Proposition 34 explained: What California’s prescription drug measure is asking you
Proposition 34 asks voters to approve new rules for certain nonprofit healthcare providers. It’s also part of an ongoing tussle between the Los Angeles-based AIDS Healthcare Foundation and its critics.
Certain healthcare nonprofits, including the AIDS Healthcare Foundation, participate in a federal program called 340B, which allows them to purchase prescription drugs at a discounted price. Providers are able to earn revenue from these discounted prescriptions.
The AHF has also funded three ballot measures since 2018 attempting to repeal limits on rent control in California, including this year’s Prop. 33. Critics accuse it of spending on political campaigns at the expense of its patients and low-income tenants in properties the organization owns.
Opponents of the controversial nonprofit drafted Prop. 34 to ensure AHF spends the bulk of its funding from a federal drug discount program on patient care, rather than ballot campaigns.
AHF is a main opponent of Prop. 34, arguing it’s an unfair target of the ballot measure and that increasing rent control is core to its mission.
What a ‘yes’ vote means
Voting yes on Prop. 34 is a vote in favor of stricter rules governing certain California nonprofits that participate in the federal 340B program, requiring them to spend at least 98% of their revenue from the program on direct patient care.
However it would only apply to a slice of providers that meet the following criteria:
Participates in the federal 340B program
Licensed or previously licensed to operate as a health plan or clinic in California
Spent more than $100 million on purposes other than direct patient care during any 10-year period
Owns and operates multifamily housing units that have received 500 or more high-severity violations
The nonpartisan Legislative Analyst’s Office says it’s likely the measure would apply to “few entities” in the state.
If an organization spends less than 98% of its drug discount revenue on patient care, it could face the following penalties:
Lose its California tax-exempt status
Lose its license
Banned from receiving government grants or contracts
Its leaders would be banned from serving in leadership roles in a California health plan, clinic or pharmacy
What a ‘no’ vote means
A no vote on Prop 34. is a vote to keep rules governing California-based participants in the federal drug discount program the same.
Supporters of Prop. 34
Backers of Prop. 34 include Assemblymember Evan Low, D-Campbell, and the ALS Foundation.
They argue in official ballot arguments the measure would stop “egregious financial abuse” of the federal drug discount program in California.
“When we have bad corporate actors that profit off public programs, the services our families rely upon take the hit, including schools, public safety, and emergency responders,” supporters wrote.
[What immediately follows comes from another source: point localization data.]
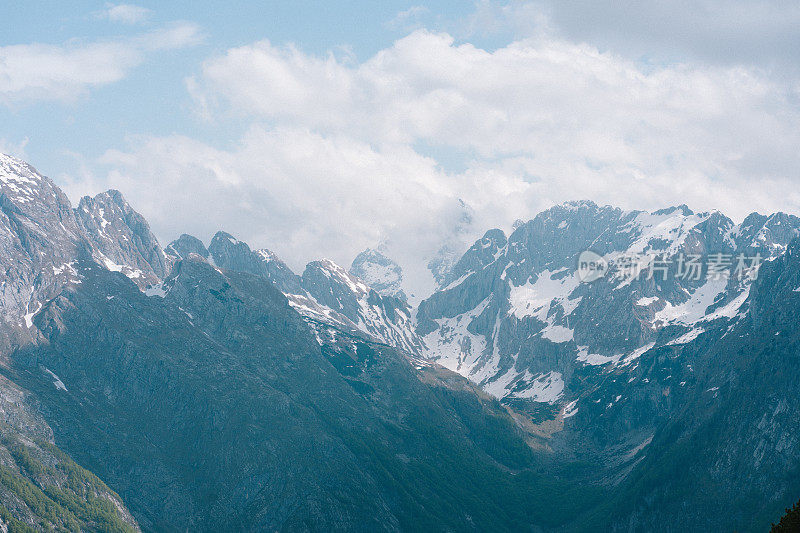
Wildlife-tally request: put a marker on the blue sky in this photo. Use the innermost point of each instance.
(318, 129)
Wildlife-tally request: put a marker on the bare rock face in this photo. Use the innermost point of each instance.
(214, 388)
(122, 238)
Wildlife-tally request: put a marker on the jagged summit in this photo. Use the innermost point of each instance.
(379, 272)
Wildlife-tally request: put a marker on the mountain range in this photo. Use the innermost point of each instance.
(211, 388)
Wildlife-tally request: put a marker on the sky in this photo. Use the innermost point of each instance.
(318, 129)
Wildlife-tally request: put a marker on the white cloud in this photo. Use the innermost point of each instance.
(32, 72)
(343, 155)
(16, 149)
(124, 13)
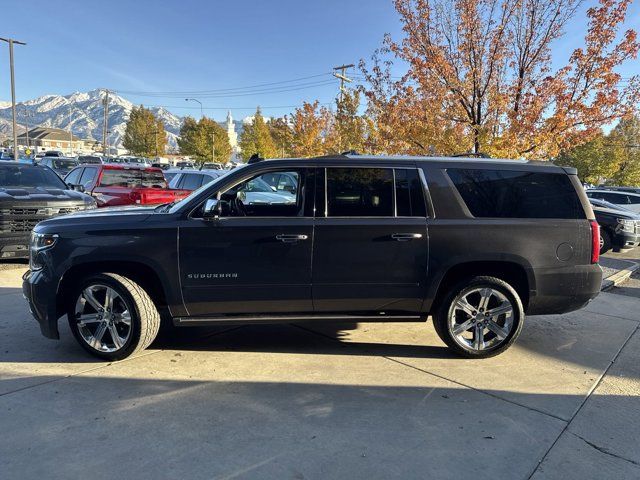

A ballot measure in support of the committee has so far raised more than $26 million, mostly paid by the California Apartment Association.
Other supporters include:
California Professional Firefighters
Latino Heritage Los Angeles
California Association of Realtors
Opponents of Prop. 34
Opponents call it a “revenge initiative” against the AIDS Healthcare Foundation for its continued quest to enact rent control in California. The AHF is primarily funding Prop. 33, the rent control measure on this year’s ballot.
The nonprofit and other critics write in official ballot arguments that Prop. 34 “seeks to weaponize the initiative process by allowing powerful interests to target a single organization to punish and shut them up.”
The opponents argue that nonprofits “are permitted by federal law to use these drug company discounts in accordance with their non-profit mission -advocating for rent control, women’s reproductive rights, and a healthy environment.”
Other opponents of the measure include:
Consumer Watchdog
National Organization for Women
Coalition for Economic Survival
The AIDS Healthcare Foundation has so far put about $1 million into fighting the measure, according to campaign finance records.
Fiscal impacts of Prop. 34
Prop. 34 would likely result in higher government costs due to increased oversight and enforcement of the rules. Those costs would be paid with fees by the organizations covered by the rules.
The Legislative Analyst’s Office notes many possible effects of the measure are unknown, including whether organizations change their operations, and impacts to state tax revenue and Medi-Cal spending if the new rules put a nonprofit out of business.